Friedman's wife, Vera (Zipora) arrived in Budapest from Vienna at the age of 5, shortly after Kristallnacht. Her father was taken to a work camp and she and her mother hid with relatives in the city. When she was 11, the Arrow Cross rose to power.

"One day, Pinhas Rosenbaum came to us dressed as a Nazi officer. We were startled. We didn't know who he was. After the guard left the building, he immediately started speaking Yiddish so that we wouldn't be scared. He took my mother and me to the Glass House," she recounts.

"The front of the building was impressive and unusual. It was made entirely of glass. Inside were offices, a yard and warehouses. People slept on huge tables, and beneath them. Twenty people on the table and another ten below. There were families in every corner. We lived on the ground floor."

"On Shabbat we would hold a collective Kiddush and everyone sang. During Hanukkah we lit candles. We weren't sad together, but each one of us was sad by himself. Everyone had one suitcase that served as a closet as well as a partition from the person sleeping on the other side."

"The youngsters who were out dressed as Nazis also made sure there was food, and we got food from the Red Cross. Peas, mushrooms, cans. The sanitary conditions were rough – there were only four or five bathrooms for 3,000 people. People stood in line for the bathroom for hours. We bathed once a week. Men bathed in the yard in subzero temperatures, and the women used one pail filled with ice water in a corner. Once a week it was obscured with a curtain."

"Every day in the afternoon we had a Bnei Akiva meeting. We sang and talked about Eretz Israel. We heard that all the Jews in Europe had been murdered. All my relatives in Poland and Vienna. My mother's eight siblings. We never knew if we would survive. Every day was a surprise. We asked ourselves questions. We knew that we had a job – to keep the fire burning and go to Israel to build a Jewish life."

Meir Friedman met his wife after the war, at a Bnei Akiva chapter in Hungary. Together they moved to Israel as part of the youth movement, and later married and had three children and many grandchildren and great-grandchildren.

In February 1945, with the liberation of Budapest, it became clear that more than 100,000 Jews in the city had survived. Several days before the liberation, the owner of the Glass House, Arthur Weiss, was caught and murdered by the Nazis. His wife and son survived, and moved to the U.S. after the war.

Carl Lutz was one of the first to be awarded the title "righteous gentile" by Yad Vashem.
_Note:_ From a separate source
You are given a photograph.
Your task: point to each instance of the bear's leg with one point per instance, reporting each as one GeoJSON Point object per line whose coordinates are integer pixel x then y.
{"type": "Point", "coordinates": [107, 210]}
In 1965, Israel issued a medal in his honor, and a street in Haifa was named after him.

Moshe Kraus moved to Israel and ran an institution for young boys. He married a Holocaust survivor from Budapest. The two had no children.

At the lavish ceremony, no one mentioned Kraus. Only Lutz praised him again and again.

The Swiss government honored Kraus for saving 30,000 Hungarian Jews. But when Dr. Nadivi began her doctoral research on the Palestine Office in Budapest, she could find no information about Kraus in the Yad Vashem archives.

"It's sad. He was an enormous rescuer. There was no one like him. There was no other rescue operation during the Holocaust that saved so many Jews thanks to the initiative of one person. Thousands followed in the path that he paved – members of youth movements, who also saved others," Nadivi says.

At the end of the war, when the Jewish Agency told Lutz that he would be inducted into the Jewish National Fund's "Golden Book" of honor and that a ceremony would be held to honor him, he thanked them, but informed them that it was Kraus who should receive the honor, because without him, the operation would have never succeeded. As the ceremony neared, Lutz wrote the JNF again asking them to recognize Kraus' contribution. But then, at the lavish ceremony, no one mentioned Kraus. Only Lutz praised him again and again.